Another year and International Women’s Day (IWD is on March 8th) is fast approaching. In a rather wonderful coincidence this year the date marks exactly 50 years since the Fellowship of Churchill College voted to admit women, the very first of the initially all male Cambridge colleges to do so. To celebrate this event I will be holding a public conversation with Alison Finch, one of the first three women to be admitted as Fellows (and an Emeritus Fellow of the College now), alongside the first intake of female students in 1972. This conversation will be recorded and added to the collection of podcasts and videos of my conversations with outstanding women that can be found here on the Churchill website.

It is, of course, dispiriting that such a day as IWD is still needed, but my goodness it really is. It is dispiriting that some people give no thought to the challenges women around the world face on a daily basis except, just conceivably, on this one day. And it is dispiriting that as a result everything gets crowded into this one day, so that too many people can look the other way on the other 364 days of the year. Yet you don’t have to try very hard to hear about the challenges women face each and every day: the media (social and mainstream) is full of it if you care to look. There is the Chris Cook piece today about the unchanging face of bullying in Parliament (not, of course, just women being bullied and men doing the bullying, but that would appear to be the dominant aspect of it); there is the story of the US neuroscientist whose tenure seems to have evaporated in the face of her whistleblowing about harassment; economists study why there are so few women in their field, but the imbalance persists year on year; one of the few well-known female economists Christine Lagarde spoke up this week for the boost the economy could receive if more women were in the workplace and not overlooked or driven out by sexism; and workplace sexism is indeed endemic, with women in senior positions disliked and challenged even when they get there if they behave more like men. And that is before one starts on #MeToo or #EverydaySexism.

Of course myths abound about women’s intrinsic abilities – I’m looking forward to getting my hands on Gina Rippon’s recent book The Gendered Brain to put alongside the works of Angela Saini and Cordelia Fine. The way the world is set up still sees male as default, a problem as entrenched as ever in the modern world of data overload, as Caroline Criado Perez spells out in her own recent book Invisible Women: Exposing Data Bias in a World Designed for Men. These myths are fed into our cultures so that both young boys and girls grow up believing that women are genetically designed to nurture and that men are the natural risk-takers; that it is as unnatural for men to wish to stay at home with the kids as for a woman to be a boss. Having just been reading The Excellent Dr Blackwell (written by Julia Boyd who just happens to be the wife of a former Churchill Master), the first woman to be awarded an MD back in the 19th century, it is extraordinary to realise just how little movement there has been in some of these myths (and inevitable consequences) in the past 150 years.

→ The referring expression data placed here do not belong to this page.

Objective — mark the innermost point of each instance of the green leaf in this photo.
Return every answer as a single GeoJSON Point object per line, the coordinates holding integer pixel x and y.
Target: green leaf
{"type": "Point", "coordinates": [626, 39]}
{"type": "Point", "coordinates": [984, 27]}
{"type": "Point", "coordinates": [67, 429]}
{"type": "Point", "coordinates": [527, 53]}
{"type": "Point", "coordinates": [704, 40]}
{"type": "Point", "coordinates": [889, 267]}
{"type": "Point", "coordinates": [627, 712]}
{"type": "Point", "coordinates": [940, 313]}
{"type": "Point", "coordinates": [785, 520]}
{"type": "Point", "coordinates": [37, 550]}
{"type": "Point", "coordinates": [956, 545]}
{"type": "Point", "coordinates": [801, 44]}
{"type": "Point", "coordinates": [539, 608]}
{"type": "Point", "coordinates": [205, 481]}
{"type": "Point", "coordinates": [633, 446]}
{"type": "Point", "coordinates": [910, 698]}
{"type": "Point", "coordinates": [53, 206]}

If you wonder whether bias is over-rated as a problem, consider the story regarding the transgender biologist Ben (formerly Barbara) Barres which neatly sums it up. After a seminar he gave, the comment was heard ‘Ben Barres gave a great seminar today, but then his work is much better than his sister’s.’ (quoted in Nancy Hopkin’s foreword to his autobiography,  written shortly before his death). You can’t seek a clearer example of implicit bias in the world of science than that. Barres was a great advocate for women in science, fighting sexism till the end of his life. We all have to speak up, challenging sexism (and other unattractive –isms) wherever we see it.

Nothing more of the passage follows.